Os números são da Federação Nacional da Distribuição de Veículos Automotores (Fenabrave).

Para a linha 2018, o modelo passou por algumas sutis alterações na dianteira e na traseira. Além disso, ganhou novo sistema multimídia, com GPS e câmera de ré, na versão avaliada pelo DC Auto, a topo de linha EXL.

Na dianteira, foram alterados o para-choque e a grade do radiador. A barra cromada, característica da Honda, que faz a ligação entre os faróis está mais fina. Aliás, nessa versão, os faróis são em LED e o modelo conta com DRL (Daytime Running Light ou luzes de rodagem diurnas).

O para-choque traseiro também passou por mudanças. Ele recebeu um elemento de plástico com formato tipo colmeia (como ocorre na grade do radiador) entre os “olhos de gato” das extremidades. As lanternas, que também contam com LED, receberam elementos translúcidos para a área das setas.

Na lateral, o destaque fica por conta das novas rodas, em liga leve, de 16 polegadas. As palhetas do limpador de para-brisa passam a ser do tipo flat blade.

O motor do Honda City é bem conhecido dos brasileiros. Trata-se de um 1.5 capaz de render 115/116 cv (gasolina/etanol) e 15,2 / 15,3 kgfm de torque (gasolina/etanol). O câmbio é do tipo CVT e pode simular 7 marchas. Inclusive, elas podem se mudadas através de “borboletas” (paddle shift) atrás do volante. O câmbio conta com a função S para trocas mais “esportivas”, deixando que a rotação do motor suba mais entre as mudanças de marcha.

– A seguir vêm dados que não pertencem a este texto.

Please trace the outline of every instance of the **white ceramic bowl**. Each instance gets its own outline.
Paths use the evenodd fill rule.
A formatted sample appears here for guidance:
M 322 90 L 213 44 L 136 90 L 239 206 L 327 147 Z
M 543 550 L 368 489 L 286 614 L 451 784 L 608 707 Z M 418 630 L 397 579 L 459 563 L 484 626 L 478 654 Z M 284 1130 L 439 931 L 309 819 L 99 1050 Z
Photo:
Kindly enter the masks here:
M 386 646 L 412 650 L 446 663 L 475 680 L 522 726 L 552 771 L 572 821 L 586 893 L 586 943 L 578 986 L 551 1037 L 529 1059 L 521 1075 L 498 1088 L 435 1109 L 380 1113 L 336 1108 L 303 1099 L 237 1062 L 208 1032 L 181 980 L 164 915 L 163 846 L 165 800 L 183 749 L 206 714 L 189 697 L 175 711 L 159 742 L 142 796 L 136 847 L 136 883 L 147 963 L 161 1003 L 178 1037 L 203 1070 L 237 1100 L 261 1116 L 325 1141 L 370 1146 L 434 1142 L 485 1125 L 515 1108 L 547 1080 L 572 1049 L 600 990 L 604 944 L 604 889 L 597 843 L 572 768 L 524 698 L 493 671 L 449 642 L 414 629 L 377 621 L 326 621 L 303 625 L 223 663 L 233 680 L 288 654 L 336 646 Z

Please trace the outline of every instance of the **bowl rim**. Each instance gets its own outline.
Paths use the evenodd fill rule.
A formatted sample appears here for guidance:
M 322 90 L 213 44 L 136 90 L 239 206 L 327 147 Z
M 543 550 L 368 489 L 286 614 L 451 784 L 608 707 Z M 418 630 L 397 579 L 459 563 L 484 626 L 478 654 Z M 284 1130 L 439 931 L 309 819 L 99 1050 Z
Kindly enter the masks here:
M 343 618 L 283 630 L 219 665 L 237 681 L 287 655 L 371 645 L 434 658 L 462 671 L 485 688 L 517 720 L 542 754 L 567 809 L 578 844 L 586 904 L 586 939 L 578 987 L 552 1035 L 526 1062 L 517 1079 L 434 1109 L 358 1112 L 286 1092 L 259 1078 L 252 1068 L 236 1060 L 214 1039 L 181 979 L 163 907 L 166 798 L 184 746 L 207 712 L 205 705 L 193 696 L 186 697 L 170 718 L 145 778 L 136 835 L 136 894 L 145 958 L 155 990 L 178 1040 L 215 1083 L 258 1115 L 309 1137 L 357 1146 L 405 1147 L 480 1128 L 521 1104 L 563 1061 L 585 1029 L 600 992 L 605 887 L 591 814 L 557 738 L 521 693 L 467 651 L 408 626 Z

Se não é brilhante, o conjunto mecânico cumpre bem o seu papel. O Honda City mostrou um desempenho adequado em estradas, inclusive em ultrapassagens, e é bastante ágil no trânsito urbano. Na estrada, em situações de rotações mais altas, o barulho do funcionamento do motor invadiu o interior do carro. Mas nada que incomode muito.

No geral, o sedan compacto é prazeroso de dirigir e mostra um bom conforto ao rodar. O conjunto da suspensão permite que o motorista percorra curvas mais fechadas, em velocidade mais elevada, sem sustos. Poderia ser um pouco mais macio já que, como é característico da marca (principalmente no Fit), transfere algumas irregularidades para o interior.